This volume seeks to present an expanded and humanist approach to food. Only observe how little is known about access to foods at the domestic level, about the cultural influences training tastes, or about the micro-politics that govern its distribution. Something about those blank places in our knowledge calls for explanation. Why is so little said on these particular scores? International agencies certainly know that unequal access to food is the result of social inequalities. They are discussing programs to improve the living conditions of the poorest segments of the developing countries. But, of course, authority tends to be most precarious in the poorest countries, so the very places where food is most unequally distributed are those in which politics are most sensitive to criticism. Plans for a new economic order meet political obstacles if receiving aid is conditional on interventions that threaten the sovereignty of the developing country (Fishlow et al. 1978). A concern to protect international collaboration may explain a tendency to keep political criticism out of the debates on world food problems.
Perhaps the extraordinary emphasis on production is a response to a need to depoliticize the subject of food. One might expect that this need would promote unpoliticized methods of thinking about food distribution.* But this is another blank space that needs explaining. The absence of serious research into the cultural and social uses of food is caused by a more fundamental separation between food sciences and social thought. It is the legacy of a process of intellectual compartmentalization corresponding to academic teaching and research divisions. The research reported here is intended to reach a more fundamental level of understanding. It attempts to examine some elementary relations between food sharing and social integration. The method has potential for bridging the gaps separating food sciences, cultural analysis, and sociology. It starts from the assumption that unlike livestock, humans make some choices that are not governed by physiological processes. They choose what to eat, when and how often, in what order, and with whom. The idea of approaching these choices through information theory has been aired before but never worked out, and this is what we here attempt.

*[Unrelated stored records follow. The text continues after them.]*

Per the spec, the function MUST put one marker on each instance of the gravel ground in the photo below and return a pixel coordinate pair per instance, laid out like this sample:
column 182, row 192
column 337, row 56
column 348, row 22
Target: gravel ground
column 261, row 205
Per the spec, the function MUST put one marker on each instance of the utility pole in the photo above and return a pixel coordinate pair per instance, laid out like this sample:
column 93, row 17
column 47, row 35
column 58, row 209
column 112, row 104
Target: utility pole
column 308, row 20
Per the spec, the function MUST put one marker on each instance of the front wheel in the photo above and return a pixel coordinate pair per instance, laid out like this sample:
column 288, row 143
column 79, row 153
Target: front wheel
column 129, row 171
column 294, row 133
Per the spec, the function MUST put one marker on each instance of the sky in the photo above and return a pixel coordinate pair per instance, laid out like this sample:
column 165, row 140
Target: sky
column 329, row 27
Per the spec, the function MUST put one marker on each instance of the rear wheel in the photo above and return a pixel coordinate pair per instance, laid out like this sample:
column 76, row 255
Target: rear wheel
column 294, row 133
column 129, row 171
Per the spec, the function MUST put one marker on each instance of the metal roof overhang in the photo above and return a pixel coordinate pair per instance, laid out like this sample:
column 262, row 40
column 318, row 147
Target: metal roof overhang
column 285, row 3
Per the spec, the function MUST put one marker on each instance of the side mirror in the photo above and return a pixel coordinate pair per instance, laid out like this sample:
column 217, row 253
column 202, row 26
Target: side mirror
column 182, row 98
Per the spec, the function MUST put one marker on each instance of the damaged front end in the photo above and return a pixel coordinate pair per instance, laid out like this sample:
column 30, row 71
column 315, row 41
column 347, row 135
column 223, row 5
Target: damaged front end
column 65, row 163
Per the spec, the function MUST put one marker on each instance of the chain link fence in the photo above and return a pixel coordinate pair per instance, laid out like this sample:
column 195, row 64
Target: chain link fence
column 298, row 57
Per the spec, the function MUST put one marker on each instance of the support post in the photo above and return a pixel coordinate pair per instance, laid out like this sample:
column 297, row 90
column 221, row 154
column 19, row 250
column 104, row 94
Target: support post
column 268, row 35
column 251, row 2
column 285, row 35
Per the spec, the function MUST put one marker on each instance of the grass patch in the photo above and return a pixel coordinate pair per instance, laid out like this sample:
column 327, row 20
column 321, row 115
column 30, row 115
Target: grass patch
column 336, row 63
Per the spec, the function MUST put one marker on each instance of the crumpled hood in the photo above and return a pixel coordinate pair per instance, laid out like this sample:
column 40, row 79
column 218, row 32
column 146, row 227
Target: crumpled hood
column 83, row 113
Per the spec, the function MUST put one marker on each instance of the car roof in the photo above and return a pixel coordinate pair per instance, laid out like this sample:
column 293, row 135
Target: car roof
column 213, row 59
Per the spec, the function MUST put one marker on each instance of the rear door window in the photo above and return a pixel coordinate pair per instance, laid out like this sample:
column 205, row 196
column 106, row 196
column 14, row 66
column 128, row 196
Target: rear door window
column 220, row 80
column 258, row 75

Though dismay at the horrors of famine and hunger drives the rich industrial nations to advocate basic political changes, none of them seems to be a convincing solution to the problems. A revolution in favor of the socialist state could theoretically solve problems of production and maldistribution by planned direction of the economy and strict rationing of food. It has often worked for short, intensive periods: through the duration of a war or through the crisis period of an earthquake or flood disaster. But over the long term it is subject to well-known abuses. Moreover, the solution of imposing long-term control on individual choice is repugnant to the Western liberal tradition, even if it was considered to be efficacious. Another version of a radical political solution is reduction of scale: a turning back from the unwanted effects of high technology and the bureaucratic control associated with it. Small government is one thing, but rejection of the achievements of science reads too much like avoiding one kind of famine disaster by returning to the earlier famines and pestilence characteristic of preindustrial Europe. It is difficult to see how to make sense of it. A third political option is the one currently followed in the West: the system of private enterprise and sporadic and ineffectual rescue efforts.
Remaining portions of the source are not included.